Такая роль Ишвары не очень вписывалась в общую систему философии йога, во многом воспроизводившую построения не-теистической философской санкхьи, но, как проницательно указал М. Элиаде, Патанджали в данном случае отталкивался от «опытной данности»: йогины и в самом деле постоянно призывали Ишвару.26
С Ишварой некоторым образом соотносились мантры, использовавшиеся йогинами, а главная из них, священный слог Ом, считалась Его обозначением.27 Связь йогической практики и использования в ней мантр с почитанием личного и личностного бога, коим чаще всего выступал Рудра-Шива, или Нараяна, может быть прослежена вплоть до духовной практики протойоги-нов-вратьев ранневедийского периода.28 При этом какое бы личное имя ни носил бог, поддерживающий, направляющий йогина и дарующий ему спасение, он определялся термином Isvara-«Владетель», «Тот, кто владеет (счастливой долей)» (от корня is — 'владеть', 'обладать', 'располагать', 'повелевать')29 и, соответственно, тот, кто может оказать милость, послать удачу, бог индивидуальной судьбы. Слово Jsvara и стало со временем обозначать в индуизме Бога в монотеистическом понимании, т. е. прошло тот же путь семантического развития, что и его синоним: слово Bhagavat 'Обладатель / Ниспосылатель (счастливой) доли' {Васильков 1996).

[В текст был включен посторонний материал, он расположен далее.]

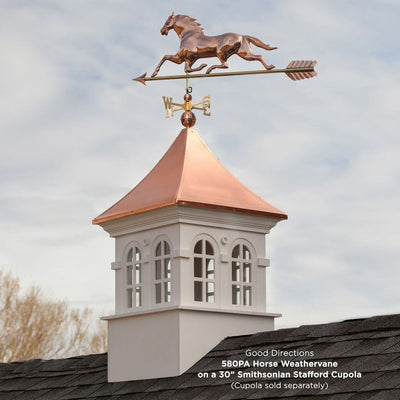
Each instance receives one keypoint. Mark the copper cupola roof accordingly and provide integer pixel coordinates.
(189, 174)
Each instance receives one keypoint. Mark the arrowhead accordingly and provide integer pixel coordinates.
(141, 79)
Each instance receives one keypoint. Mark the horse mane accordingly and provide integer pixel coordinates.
(195, 26)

В недавней статье, посвященной историческим взаимоотношениям между санкхьей и йогой, Петер Шрайнер высказал предположение, что ранние сан-кхьяики, а конкретно: авторы санкхьических текстов в Мбх, были, несомненно, людьми, причастными к йогической практике, но не преуспевшими в ней, теми, кого Кришна в Гите (Мбх VI. 28.47-БхГ 6.41) именует yogabh-rasta — сорвавшимися вниз с крутой тропы йогического восхождения, не достигнув того желанного уровня, «откуда более не возвращаются». Это — «не (прирожденные) подвижники» (ayatih, Мбх VI. 28.37-БхГ6.57), люди, оказавшиеся не в силах вынести напряжение сверхчеловеческого сосредоточения и позволившие своему манасу отклониться от цели, вообще склонные не к мистической практике, а к интеллектуальной деятельности.30 Гита вполне сознает, насколько нереально для большинства людей достижение освобождения уже в этой жизни, как труден путь йоги, преуспеть на котором могут лишь единицы из многих тысяч. Поэтому Кришна утешает йогинов-неудач-ников, обещая им, что достигнутое на пути йоги не пропадает, в новом рождении они начнут не с нуля, а с того уровня, которого достигли в этой жизни, а в награду за проявленное рвение и благочестие новые условия могут оказаться много более благоприятными, чем нынешние (Мбх VI. 28.40— 45-БхГ 6.40—45).
Однако в реальности интеллектуальные йогины-неудачники не были, по-видимому, склонны дожидаться новых рождений, чтобы снова вступить в них на страшную стезю, требующую каждодневной отдачи всех духовных сил и чреватую для них, возможно в силу несоответствия их психического склада поставленной задаче, новым поражением. Интеллектуальная гордыня и ощущение себя обладателями драгоценного Знания, которое недоступно «примитивным» йогинам-практикам, побуждали их найти какой-то обходной путь к цели.